Most people don't start their careers thinking about retirement. Sure, they make their contributions to Social Security, Medicare and retirement plans, but often don't actually think about when they will retire or what their lives will be like when they’ve stopped working full time. While being preoccupied with one's current career is understandable, not considering, and researching, retirement options can lead people to accept certain misunderstandings about retirement planning.
Here are three of the most common myths about retirement:
Financial Security After Retirement is Guaranteed
Individuals who do not actively plan for retirement may be in for an unpleasant shock when they reach middle age. This is because they may have been relying on programs like Social Security, Medicare or workplace retirement plans without a full understanding of what their finances will look like after retirement. Cuts to benefits, the possible loss of a pension plan or poor management of retirement account funds can all lead to an uncertain financial future: One that may force a person or couple to delay retirement.
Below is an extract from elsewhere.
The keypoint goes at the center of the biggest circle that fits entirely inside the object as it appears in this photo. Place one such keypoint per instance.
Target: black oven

There Is a Set Age for Retirement
Many people consider 65 to be the optimal age for retirement. The reality is, however, there is no one right age for retirement. Some people are in a good position to retire early at 55, while others may be hard at work at 75. Health and personal preferences is often an important factor in deciding when to retire. Finances, however, are another consideration: Some people simply cannot afford to retire until they reach their 70s.
Buying is Better Than Renting in Terms of Downsizing
As many people age, living in and maintaining their current residence doesn’t fit their needs. Many seniors will want to downsize and purchase a new, smaller home after retirement. While buying a home for retirement, or staying in your current residence, may be a good idea, it isn't necessarily the right choice for everyone. Renting an apartment home in an active adult community might be a better choice. Here are a few reasons why:
Your situation may change: Renting an apartment home offers flexibility owning does not. If you decide you would prefer to live in a different part of the country, need to be closer to family members or experience another change that requires you to move, you may have to sell your home before you move. Renters are able to fulfill the terms of their lease and move on without having to worry about what will happen to their current home.
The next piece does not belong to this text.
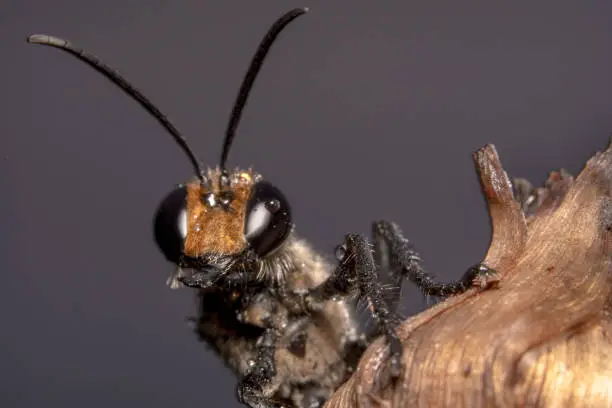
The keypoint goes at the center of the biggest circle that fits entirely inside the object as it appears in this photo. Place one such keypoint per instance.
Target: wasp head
(225, 223)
Real estate markets aren't always stable: While purchasing a home can be a good investment, this isn't always the case. In some areas, a real estate downturn could make it very difficult for you to recoup your investment or even sell your home. While you may be able to ride out a depression in real estate prices, not everyone has the luxury of being able to wait months or even years before real estate values go back up.
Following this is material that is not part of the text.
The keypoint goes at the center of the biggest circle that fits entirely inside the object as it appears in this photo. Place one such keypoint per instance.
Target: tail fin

Renting may cost less than buying: Renting a home, particularly in a 55+ community that offers resort-style amenities may prove to be less expensive than paying a mortgage. This is because homeownership carries with it a number of hidden expenses, including taxes, maintenance and repair costs, landscaping, and homeowner’s association fees. In addition, retirement and active adult communities include shared amenities such as fitness centers, continental breakfasts, entertainment, and activities in your monthly rent.
However, there is no one-size-fits-all when it comes to making decisions about retirement living. It's important to crunch some numbers and talk to your financial advisor about your options before making a decision. It’ss also a good idea to explore different active adult and retirement communities to better understand what they have to offer and choose a housing option that's best for you.